Another feature you need to add is top down solar effects on the extent of the polar air masses but that is another story.
Stephen, in the link you provide above, the first reference to evaporation is,
It cannot be determined by the energy content of the air because under an open sky warm air
above cool water just increases evaporation for a net cooling effect which cancels out the
extra warmth in the air.
You have got this the wrong way round. Increased air temps decrease ocean evaporation, as you have previously agree with me in this thread.
The problem here may be that for people who live in temperate zones, warm daytime temperatures result from cloudless days with low humidity. And obviously lower air humidity increases evaporation. But this is a humidity effect not a temperature effect.
I should amend that last paragraph.
The problem here may be that for people who live in temperate zones, warm daytime temperatures in summer result from cloudless days with low humidity. And obviously lower air humidity increases evaporation. But this is a humidity effect not an air temperature effect. And solar insolation is much higher on cloudless days warming the ocean relative to the air which will also increase evaporation. Again not an air temperature effect.

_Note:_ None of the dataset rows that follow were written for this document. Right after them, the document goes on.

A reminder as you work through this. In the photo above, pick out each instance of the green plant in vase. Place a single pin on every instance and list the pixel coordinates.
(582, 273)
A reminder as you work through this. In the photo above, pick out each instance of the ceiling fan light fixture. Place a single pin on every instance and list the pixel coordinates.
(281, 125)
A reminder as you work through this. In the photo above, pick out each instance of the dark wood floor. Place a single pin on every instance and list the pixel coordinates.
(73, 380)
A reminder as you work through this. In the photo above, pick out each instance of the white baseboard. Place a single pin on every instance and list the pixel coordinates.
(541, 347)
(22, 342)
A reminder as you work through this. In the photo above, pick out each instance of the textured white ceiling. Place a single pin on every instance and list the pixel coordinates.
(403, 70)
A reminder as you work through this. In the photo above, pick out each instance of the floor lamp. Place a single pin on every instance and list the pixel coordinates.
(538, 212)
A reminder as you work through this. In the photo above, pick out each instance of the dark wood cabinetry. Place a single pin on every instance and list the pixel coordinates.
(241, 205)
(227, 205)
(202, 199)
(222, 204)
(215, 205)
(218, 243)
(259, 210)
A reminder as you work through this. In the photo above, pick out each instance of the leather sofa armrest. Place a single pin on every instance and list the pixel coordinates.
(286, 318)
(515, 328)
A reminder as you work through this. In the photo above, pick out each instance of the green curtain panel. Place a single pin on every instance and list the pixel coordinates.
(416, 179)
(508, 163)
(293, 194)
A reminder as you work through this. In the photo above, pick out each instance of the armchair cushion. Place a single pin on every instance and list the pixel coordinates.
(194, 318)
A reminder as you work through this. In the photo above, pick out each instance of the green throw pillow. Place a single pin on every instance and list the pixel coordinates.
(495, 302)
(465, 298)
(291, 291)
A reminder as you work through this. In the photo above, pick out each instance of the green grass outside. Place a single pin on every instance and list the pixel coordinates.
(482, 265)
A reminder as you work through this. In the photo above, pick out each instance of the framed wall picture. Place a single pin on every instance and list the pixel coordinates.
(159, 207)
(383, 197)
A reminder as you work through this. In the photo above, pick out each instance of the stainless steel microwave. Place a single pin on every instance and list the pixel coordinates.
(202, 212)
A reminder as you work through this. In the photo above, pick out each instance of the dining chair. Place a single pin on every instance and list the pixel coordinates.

So how much natural variability is there in the degrees between +23 1/2 Lat and -23 1/2 Lat anyway, I always thought it was 47 degrees right on the button.
“”””” Philip Bradley says:
May 26, 2012 at 3:28 pm
Stephen, in the link you provide above, the first reference to evaporation is,
It cannot be determined by the energy content of the air because under an open sky warm air
above cool water just increases evaporation for a net cooling effect which cancels out the
extra warmth in the air.
You have got this the wrong way round. Increased air temps decrease ocean evaporation, as you have previously agree with me in this thread. “””””
Well I believe evaporation depends on the Temperature of the liquid (ocean); not the Temperature of the air. The water molecules in the ocean have no idea what the atmospheric Temperature is. Now the atmospheric Temperature will affect the rate of precipitation; but it has no effect on the rate of evaporation.
SW, Yep, I’m sure that negative numbers are equatorward. It’s a simple linear regression with the latitude being dependent on the year. The negative coefficient indicates that the tropical border is moving south. The reason the 1979-1999 coefficient was positive and the 1970-1999 coefficient was negative was that the values in the 1970’s were relatively high. You can see them in this plot:
Given the uncertainties, your theory might still be correct. Alternatively, maybe the relationship is opposite of what was expected. Think of El Ninos. I believe they are characterized by a slow down in ocean upwelling. Given the ocean/atmospheric coupling, perhaps there is a slow down in the meridional winds?